HD: I’d like to ask you about what I thought was a constant substratum in the novel, when you talk about Western notions of truth, or more particularly Greek notions of the perfect image. It is, you say, ‘the antique error, the error of monotheism, the longing for a fixed truth resident behind the reality, the fallacy of the Western intellectual condition’. The novel is very attentive to the fragments. I suppose I’m coming back to erasure, escape and hunting.
AM: The other thing about absence is that God is always absent, the perfect is always absent, the ultimate is always absent.
HD: And yet we have the illusion that if we just look hard enough we will find the truth or the perfect image ...
AM: Even if we don’t harbour that illusion we pursue the path of perfection.
HD: The ‘antique error’?
AM: Yes.

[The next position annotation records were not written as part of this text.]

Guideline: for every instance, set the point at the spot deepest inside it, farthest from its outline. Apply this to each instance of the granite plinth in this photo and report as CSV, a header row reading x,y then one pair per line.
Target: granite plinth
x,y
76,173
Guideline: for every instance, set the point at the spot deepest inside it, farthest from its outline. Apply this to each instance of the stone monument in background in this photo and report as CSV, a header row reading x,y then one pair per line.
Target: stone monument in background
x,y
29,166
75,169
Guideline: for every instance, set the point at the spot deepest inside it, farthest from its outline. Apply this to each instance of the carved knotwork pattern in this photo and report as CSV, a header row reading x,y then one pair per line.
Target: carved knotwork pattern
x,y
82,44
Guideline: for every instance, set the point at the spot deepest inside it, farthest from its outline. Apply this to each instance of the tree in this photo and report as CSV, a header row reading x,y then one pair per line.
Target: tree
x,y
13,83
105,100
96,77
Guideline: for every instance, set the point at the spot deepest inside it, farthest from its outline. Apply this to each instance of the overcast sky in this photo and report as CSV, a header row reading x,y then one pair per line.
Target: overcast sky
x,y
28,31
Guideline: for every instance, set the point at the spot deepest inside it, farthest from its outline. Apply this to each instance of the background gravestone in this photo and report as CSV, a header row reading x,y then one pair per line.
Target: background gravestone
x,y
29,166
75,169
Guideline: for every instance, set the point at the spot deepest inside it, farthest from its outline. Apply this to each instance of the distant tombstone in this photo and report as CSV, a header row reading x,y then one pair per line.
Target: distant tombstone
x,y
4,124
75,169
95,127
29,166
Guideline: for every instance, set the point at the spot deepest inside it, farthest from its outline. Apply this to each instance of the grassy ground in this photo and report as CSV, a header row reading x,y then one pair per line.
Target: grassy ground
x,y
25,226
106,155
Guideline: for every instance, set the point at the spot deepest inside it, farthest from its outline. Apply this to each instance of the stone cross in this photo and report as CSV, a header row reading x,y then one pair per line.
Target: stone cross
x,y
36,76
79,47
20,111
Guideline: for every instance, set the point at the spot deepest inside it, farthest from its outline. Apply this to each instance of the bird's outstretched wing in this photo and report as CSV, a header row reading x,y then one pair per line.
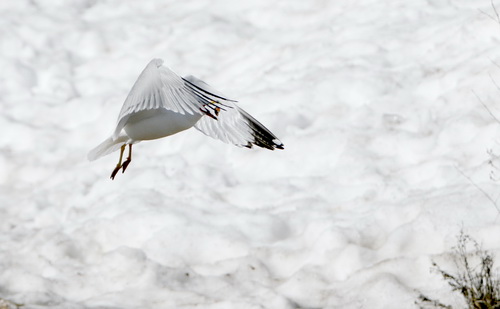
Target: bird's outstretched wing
x,y
158,87
232,124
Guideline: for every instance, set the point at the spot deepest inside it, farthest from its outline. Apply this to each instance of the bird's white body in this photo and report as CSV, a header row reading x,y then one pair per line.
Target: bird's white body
x,y
158,123
161,103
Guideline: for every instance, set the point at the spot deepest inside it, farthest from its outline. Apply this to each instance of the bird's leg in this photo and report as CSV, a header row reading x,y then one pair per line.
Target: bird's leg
x,y
129,158
119,165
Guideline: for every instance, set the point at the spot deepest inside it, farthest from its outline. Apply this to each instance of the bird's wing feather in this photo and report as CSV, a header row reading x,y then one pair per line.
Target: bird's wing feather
x,y
159,87
233,125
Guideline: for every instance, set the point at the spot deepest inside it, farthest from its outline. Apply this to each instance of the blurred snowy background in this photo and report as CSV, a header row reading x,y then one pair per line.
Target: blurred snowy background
x,y
375,103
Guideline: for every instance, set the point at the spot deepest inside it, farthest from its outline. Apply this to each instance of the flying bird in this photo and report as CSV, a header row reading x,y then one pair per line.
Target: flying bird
x,y
162,103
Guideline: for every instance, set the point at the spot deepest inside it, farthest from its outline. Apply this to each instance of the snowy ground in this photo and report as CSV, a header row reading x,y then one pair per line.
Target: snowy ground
x,y
374,101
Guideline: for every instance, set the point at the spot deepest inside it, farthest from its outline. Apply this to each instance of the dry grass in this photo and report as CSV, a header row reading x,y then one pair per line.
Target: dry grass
x,y
474,278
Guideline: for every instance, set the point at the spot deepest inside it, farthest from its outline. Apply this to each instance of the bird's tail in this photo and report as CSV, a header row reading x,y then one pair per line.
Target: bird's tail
x,y
107,147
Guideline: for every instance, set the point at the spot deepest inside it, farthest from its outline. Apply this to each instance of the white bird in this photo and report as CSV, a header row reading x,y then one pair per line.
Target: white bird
x,y
161,103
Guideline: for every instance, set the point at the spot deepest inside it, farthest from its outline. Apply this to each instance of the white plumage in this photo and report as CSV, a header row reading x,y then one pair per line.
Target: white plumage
x,y
161,103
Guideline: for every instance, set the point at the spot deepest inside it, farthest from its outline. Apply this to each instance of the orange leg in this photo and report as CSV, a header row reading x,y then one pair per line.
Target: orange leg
x,y
129,158
119,165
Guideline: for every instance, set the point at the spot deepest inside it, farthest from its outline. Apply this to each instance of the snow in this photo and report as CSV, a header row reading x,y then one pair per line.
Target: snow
x,y
386,144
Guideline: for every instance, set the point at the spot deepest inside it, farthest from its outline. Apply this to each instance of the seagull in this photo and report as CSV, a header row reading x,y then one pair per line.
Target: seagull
x,y
162,103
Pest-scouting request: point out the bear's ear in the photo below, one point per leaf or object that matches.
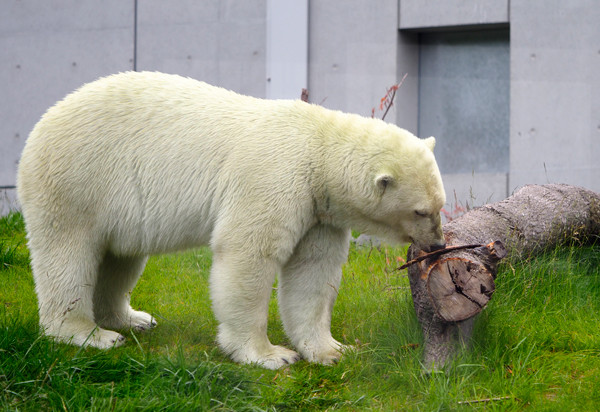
(383, 181)
(430, 142)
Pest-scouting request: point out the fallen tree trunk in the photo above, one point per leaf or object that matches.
(450, 289)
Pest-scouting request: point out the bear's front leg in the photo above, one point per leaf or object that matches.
(240, 292)
(307, 291)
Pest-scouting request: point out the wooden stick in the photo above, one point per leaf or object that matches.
(437, 253)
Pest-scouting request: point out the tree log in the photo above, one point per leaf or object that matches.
(450, 289)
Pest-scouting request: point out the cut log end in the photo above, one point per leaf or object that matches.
(459, 288)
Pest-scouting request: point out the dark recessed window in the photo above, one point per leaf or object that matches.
(464, 99)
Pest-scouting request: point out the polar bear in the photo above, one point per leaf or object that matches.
(136, 164)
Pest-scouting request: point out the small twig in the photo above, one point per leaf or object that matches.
(502, 398)
(437, 253)
(304, 95)
(391, 101)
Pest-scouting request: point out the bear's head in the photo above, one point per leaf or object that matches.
(396, 190)
(410, 196)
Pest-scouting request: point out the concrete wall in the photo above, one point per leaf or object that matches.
(47, 49)
(555, 92)
(554, 131)
(356, 49)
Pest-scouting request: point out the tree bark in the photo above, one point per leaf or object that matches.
(450, 289)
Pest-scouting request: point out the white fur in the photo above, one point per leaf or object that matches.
(142, 163)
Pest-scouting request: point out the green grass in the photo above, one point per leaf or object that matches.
(536, 346)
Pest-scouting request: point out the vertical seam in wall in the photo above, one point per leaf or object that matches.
(419, 84)
(135, 11)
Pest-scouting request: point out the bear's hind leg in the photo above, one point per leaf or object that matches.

In a sense that’s what it is, perhaps an Eastern thing. It’s the other aspect of writing. There’s the one aspect which is the intimate moment between people, the absolute intimacies that people experience – whereas we were talking before about the portrait in which there is only the absence ... It’s like the portrait of the gallery owner, which is a metaphysical trope. The portraitist remembers the portrait of his agent – a man in a blue suit facing a wall on which there is an enormous portrait of the painter himself. It’s like Plato’s cave, in which you are looking at the shadows rather than the reality.